Correct Answer: B,C,E
Rationale: NSAIDs can cause gastrointestinal issues like abdominal pain and blood in the stool, and they may reduce blood clotting ability due to their effect on platelet function.
Which of the following should the nurse assess in a newborn diagnosed with an anorectal malformation? Select all that apply.
- A. Abdominal distension.
- B. Loose stools.
- C. Vomiting.
- D. Meconium in the urine.
- E. Meconium stools.
Correct Answer: A,C,D
Rationale: Anorectal malformations can cause abdominal distension, vomiting, and meconium in the urine due to obstruction or fistulas.

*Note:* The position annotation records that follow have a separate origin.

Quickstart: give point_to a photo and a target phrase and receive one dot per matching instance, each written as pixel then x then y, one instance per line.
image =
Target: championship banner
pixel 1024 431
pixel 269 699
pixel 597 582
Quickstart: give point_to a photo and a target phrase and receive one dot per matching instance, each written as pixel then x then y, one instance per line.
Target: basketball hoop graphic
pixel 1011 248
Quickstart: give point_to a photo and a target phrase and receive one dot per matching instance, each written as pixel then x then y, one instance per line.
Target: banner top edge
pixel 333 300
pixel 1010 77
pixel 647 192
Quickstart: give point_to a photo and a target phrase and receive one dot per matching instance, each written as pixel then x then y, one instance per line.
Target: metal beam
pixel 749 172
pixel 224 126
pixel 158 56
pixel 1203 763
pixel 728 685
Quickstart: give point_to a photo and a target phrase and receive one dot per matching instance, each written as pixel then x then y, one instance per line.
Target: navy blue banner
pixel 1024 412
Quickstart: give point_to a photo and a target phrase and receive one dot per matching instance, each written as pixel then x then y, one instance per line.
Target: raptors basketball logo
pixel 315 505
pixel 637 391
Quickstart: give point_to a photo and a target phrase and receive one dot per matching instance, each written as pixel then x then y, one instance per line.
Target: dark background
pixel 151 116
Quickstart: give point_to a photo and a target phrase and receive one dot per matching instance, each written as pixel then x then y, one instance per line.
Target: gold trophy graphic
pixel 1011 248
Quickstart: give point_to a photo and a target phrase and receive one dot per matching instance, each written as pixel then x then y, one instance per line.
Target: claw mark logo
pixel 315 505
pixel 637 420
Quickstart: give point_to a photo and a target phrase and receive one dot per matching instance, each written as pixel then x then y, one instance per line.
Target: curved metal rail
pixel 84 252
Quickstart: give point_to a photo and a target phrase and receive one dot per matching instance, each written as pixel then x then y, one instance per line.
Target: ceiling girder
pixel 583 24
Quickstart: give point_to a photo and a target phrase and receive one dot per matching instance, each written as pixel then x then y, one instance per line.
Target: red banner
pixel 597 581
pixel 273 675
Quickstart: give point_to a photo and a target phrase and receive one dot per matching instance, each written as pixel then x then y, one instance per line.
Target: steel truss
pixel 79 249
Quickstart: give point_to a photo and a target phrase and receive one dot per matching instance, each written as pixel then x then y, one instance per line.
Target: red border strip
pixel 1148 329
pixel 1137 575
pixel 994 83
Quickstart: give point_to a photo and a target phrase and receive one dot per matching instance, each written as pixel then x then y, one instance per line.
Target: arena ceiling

The nurse should instruct the family of a child with newly diagnosed hyperthyroidism to:
- A. Keep their home warmer than usual.
- B. Encourage twenty or outdoor activities.
- C. Promote interactions with one friend instead of groups.
- D. Limit bathing to prevent skin irritation.
Correct Answer: C
Rationale: Hyperthyroidism causes irritability and hyperactivity, so limiting social interactions to one friend reduces overstimulation. Warmer homes, excessive activity, and limited bathing are inappropriate.
An infant is to be discharged after surgery for intussusception. In developing the discharge teaching plan, the nurse should tell the mother?
- A. The infant will experience a change in the normal home routine.
- B. The infant can return to the prehospital routine immediately.
- C. The infant needs to ingest more calories at home than normal.
- D. The infant will continue to experience abdominal cramping for a few days.
Correct Answer: B
Rationale: After successful surgery, the infant can typically resume normal routines unless complications arise.